20 October 2008

Cold creeping in

Saturday night saw the first "killing frost" of the year in Bostonland, with Sunday clear and cold. Monday much the same, especially in the morning. Soup weather. This was dinner tonight, thrown together with my usual approach. I have a pressure cooker, a stovetop machine I highly recommend, and that makes this a 20 minute affair, no lie.

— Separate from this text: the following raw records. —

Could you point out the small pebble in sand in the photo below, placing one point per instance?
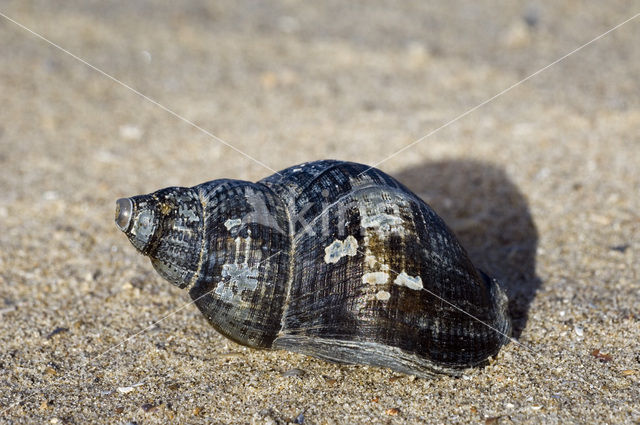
(57, 331)
(148, 407)
(293, 372)
(126, 390)
(603, 357)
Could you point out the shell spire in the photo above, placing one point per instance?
(329, 258)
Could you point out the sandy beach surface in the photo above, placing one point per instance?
(541, 184)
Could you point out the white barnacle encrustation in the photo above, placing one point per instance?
(411, 282)
(338, 249)
(232, 222)
(383, 222)
(239, 276)
(375, 278)
(383, 295)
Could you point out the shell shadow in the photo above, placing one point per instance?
(490, 217)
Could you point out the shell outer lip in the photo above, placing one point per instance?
(124, 212)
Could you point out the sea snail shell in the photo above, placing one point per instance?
(331, 259)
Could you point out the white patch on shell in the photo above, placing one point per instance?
(375, 278)
(383, 222)
(339, 249)
(232, 222)
(371, 261)
(383, 295)
(411, 282)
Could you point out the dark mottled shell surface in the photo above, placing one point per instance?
(331, 259)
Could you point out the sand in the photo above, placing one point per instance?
(541, 185)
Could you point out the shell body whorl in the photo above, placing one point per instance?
(332, 259)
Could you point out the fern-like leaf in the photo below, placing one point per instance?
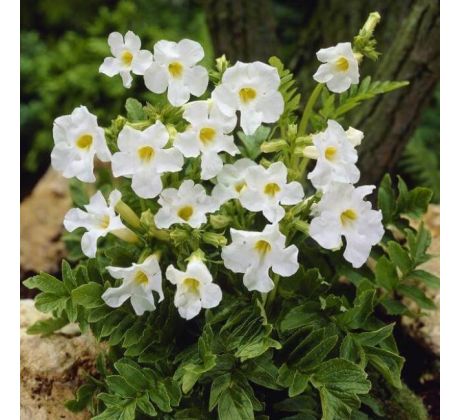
(288, 90)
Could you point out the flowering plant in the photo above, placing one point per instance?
(215, 272)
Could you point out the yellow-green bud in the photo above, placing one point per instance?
(273, 146)
(214, 239)
(219, 221)
(128, 214)
(292, 131)
(301, 226)
(172, 132)
(221, 63)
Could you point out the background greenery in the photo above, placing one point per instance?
(63, 44)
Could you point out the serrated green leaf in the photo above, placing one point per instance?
(399, 257)
(425, 277)
(48, 302)
(132, 374)
(417, 295)
(146, 406)
(47, 326)
(372, 338)
(386, 275)
(88, 295)
(386, 199)
(235, 404)
(357, 316)
(218, 387)
(118, 385)
(387, 363)
(46, 283)
(82, 399)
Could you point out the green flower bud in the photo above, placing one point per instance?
(219, 221)
(214, 239)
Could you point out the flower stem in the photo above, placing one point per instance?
(272, 295)
(309, 108)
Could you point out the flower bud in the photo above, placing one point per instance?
(214, 239)
(273, 146)
(127, 214)
(219, 221)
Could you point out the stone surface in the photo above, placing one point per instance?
(52, 368)
(42, 214)
(426, 329)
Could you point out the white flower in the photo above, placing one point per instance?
(231, 180)
(189, 204)
(207, 135)
(142, 156)
(343, 211)
(336, 156)
(99, 220)
(127, 57)
(341, 68)
(267, 189)
(77, 138)
(195, 289)
(174, 68)
(139, 281)
(254, 253)
(354, 136)
(252, 89)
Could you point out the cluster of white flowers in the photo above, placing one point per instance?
(248, 92)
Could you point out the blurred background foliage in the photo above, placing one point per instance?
(63, 44)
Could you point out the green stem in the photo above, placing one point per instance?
(272, 295)
(309, 108)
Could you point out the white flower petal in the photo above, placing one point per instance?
(132, 41)
(211, 164)
(196, 79)
(76, 218)
(187, 143)
(110, 67)
(271, 106)
(191, 52)
(89, 243)
(116, 43)
(116, 296)
(122, 164)
(257, 278)
(286, 264)
(146, 184)
(142, 303)
(141, 62)
(178, 93)
(170, 160)
(126, 78)
(250, 120)
(211, 295)
(292, 193)
(156, 78)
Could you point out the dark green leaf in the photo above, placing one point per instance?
(386, 275)
(46, 283)
(386, 199)
(135, 110)
(399, 257)
(47, 326)
(88, 295)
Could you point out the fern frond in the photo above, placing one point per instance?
(288, 90)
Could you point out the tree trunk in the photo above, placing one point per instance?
(388, 122)
(408, 37)
(242, 29)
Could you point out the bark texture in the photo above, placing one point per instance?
(242, 29)
(408, 37)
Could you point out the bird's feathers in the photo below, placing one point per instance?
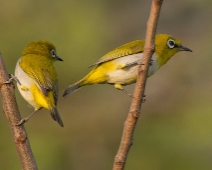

Velvet Potato & Cauliflower Soup with Roasted Garlic
serves two for dinner with planovers; certainly serves four for dinner with a salad or sammich
~1 TB olive oil + 1 TB butter (omit for vegans)
~medium onion, diced
~2 cloves raw garlic, smashed and roughly chopped
~3 medium white potatoes, peeled and cut into 1" dice or so
~small head of cauliflower, florets and stems, cut into medium chunks
~5-6 c. water
~vegetable bullion cube
~1/8 tsp. dried thyme
~white pepper
~salt to taste
~1 large head of roasted garlic*
~chopped chives for garnish, optional

Heat oil (and melt butter) in the bottom of your pressure cooker or soup pot. Add diced onions and cook over medium-low until very soft and translucent. Throw in raw garlic, potatoes, and cauliflower, and toss to coat in fat. Add thyme, pepper, bullion cube, and water, and...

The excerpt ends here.